In the summer of 1997 Tony Scalzo was living in Austin and writing songs for his band Fastball’s second album. One morning he came across a story in the Austin American-Statesman: “Elderly Salado Couple Missing on a Trip to Nowhere.” Lela and Raymond Howard, both in their eighties, had left home a few days earlier, headed for the Pioneer Day festival in nearby Temple—and disappeared. The story noted that both husband and wife were ailing: she had Alzheimer’s and he was recovering from brain surgery. They had almost certainly met with a terrible fate, but as Scalzo read, he was moved to imagine a romantic alternative. “I was thinking,” he says, “maybe they just wanted to get away from their responsibilities and get back to that time when they were young lovers.”

As this story unfolded in his mind, he began crafting some lyrics, pairing the words with a minor-key melody.

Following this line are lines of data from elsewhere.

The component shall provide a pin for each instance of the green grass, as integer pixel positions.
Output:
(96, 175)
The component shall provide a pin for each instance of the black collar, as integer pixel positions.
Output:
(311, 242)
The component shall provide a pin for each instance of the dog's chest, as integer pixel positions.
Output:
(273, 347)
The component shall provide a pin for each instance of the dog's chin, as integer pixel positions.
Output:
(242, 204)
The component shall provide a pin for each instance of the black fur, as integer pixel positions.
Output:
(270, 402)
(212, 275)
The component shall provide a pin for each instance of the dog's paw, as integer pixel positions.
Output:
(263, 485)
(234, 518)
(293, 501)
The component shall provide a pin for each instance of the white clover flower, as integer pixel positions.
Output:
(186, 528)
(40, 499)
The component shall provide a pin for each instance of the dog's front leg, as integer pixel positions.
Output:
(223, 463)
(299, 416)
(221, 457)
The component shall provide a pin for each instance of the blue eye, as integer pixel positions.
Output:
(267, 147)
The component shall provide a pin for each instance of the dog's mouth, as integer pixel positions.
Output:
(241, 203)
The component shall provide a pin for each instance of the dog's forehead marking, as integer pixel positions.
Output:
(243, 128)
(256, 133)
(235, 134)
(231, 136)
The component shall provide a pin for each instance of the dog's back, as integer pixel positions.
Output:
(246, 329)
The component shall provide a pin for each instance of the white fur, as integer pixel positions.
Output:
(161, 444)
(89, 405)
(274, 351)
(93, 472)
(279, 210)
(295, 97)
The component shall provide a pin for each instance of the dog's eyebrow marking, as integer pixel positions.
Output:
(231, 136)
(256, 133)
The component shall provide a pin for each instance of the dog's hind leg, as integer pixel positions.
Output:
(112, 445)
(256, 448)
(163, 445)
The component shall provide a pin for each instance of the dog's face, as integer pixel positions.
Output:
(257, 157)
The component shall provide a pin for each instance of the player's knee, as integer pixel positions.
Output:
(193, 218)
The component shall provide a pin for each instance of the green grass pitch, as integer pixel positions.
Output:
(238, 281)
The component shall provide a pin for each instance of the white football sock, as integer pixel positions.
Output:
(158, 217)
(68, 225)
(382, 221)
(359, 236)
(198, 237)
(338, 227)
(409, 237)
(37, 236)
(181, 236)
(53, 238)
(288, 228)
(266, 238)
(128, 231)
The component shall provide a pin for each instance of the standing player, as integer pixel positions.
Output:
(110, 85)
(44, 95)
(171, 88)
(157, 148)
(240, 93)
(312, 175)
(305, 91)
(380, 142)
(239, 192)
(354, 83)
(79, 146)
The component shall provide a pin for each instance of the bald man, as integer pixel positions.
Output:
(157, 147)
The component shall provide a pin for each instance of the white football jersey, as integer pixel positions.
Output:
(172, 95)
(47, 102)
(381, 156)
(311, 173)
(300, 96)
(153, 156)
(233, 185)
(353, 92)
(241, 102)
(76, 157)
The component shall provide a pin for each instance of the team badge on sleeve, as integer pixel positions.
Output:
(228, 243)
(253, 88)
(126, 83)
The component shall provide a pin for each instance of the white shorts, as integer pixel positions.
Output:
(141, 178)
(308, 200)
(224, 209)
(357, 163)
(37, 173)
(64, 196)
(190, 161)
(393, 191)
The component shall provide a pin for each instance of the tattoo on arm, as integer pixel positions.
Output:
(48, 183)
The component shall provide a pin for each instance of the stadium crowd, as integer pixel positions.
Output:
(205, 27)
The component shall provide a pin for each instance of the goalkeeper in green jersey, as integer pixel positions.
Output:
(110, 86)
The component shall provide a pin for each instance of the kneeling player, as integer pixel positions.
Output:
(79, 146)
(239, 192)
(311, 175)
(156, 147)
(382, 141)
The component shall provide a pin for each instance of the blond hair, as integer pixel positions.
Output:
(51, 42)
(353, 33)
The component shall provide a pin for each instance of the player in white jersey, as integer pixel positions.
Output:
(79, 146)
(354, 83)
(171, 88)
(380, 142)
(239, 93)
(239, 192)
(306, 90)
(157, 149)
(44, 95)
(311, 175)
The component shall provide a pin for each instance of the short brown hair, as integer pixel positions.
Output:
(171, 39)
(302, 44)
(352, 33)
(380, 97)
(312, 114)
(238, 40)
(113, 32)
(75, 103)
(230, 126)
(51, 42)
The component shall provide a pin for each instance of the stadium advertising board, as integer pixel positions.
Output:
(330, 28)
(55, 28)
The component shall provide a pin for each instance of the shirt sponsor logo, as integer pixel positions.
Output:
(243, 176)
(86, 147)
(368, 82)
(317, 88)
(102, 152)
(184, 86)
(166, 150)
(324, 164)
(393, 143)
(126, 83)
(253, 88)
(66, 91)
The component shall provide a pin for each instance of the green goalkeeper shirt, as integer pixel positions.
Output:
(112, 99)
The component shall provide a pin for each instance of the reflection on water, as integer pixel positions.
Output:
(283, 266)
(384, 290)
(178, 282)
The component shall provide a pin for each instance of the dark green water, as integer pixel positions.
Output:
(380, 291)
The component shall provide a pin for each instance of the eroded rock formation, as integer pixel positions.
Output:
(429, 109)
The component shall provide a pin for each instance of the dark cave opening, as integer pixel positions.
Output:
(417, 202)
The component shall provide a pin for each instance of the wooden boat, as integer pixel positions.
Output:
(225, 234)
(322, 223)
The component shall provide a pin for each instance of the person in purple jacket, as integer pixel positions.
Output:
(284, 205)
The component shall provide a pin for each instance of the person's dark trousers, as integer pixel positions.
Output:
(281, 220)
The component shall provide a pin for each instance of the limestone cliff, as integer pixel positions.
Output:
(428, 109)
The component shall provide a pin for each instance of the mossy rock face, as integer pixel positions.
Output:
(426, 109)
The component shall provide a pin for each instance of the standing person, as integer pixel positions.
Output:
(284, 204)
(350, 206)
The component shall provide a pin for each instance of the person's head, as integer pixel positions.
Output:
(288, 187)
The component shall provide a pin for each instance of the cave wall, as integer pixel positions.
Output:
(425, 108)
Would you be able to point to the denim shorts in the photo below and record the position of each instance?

At the chorus, he switched to a major chord, to capture the fanciful triumph he imagined for the couple: they had found a way to cheat death and live on.

Less than two weeks later, the Howards were found in their car at the bottom of a 25-foot cliff near Hot Springs, Arkansas. Lost and far from home, they had died the day after leaving Salado. But Scalzo didn’t change his lyrics—he preferred his version of what had happened to them. In 1998 you couldn’t turn on a radio without hearing his song, titled “The Way.” Years later he met the couple’s children. “They were very nice,” he says. “They never made a disparaging comment about this alt-rock guy writing about their family. They were grateful that the Howards got something larger-than-life attached to their legacies.”

Anyone can see the road that they walk on is paved in gold
And it’s always summer, they’ll never get cold
They’ll never get hungry, they’ll never get old and gray. 

The Way: Lyrics printed with permission.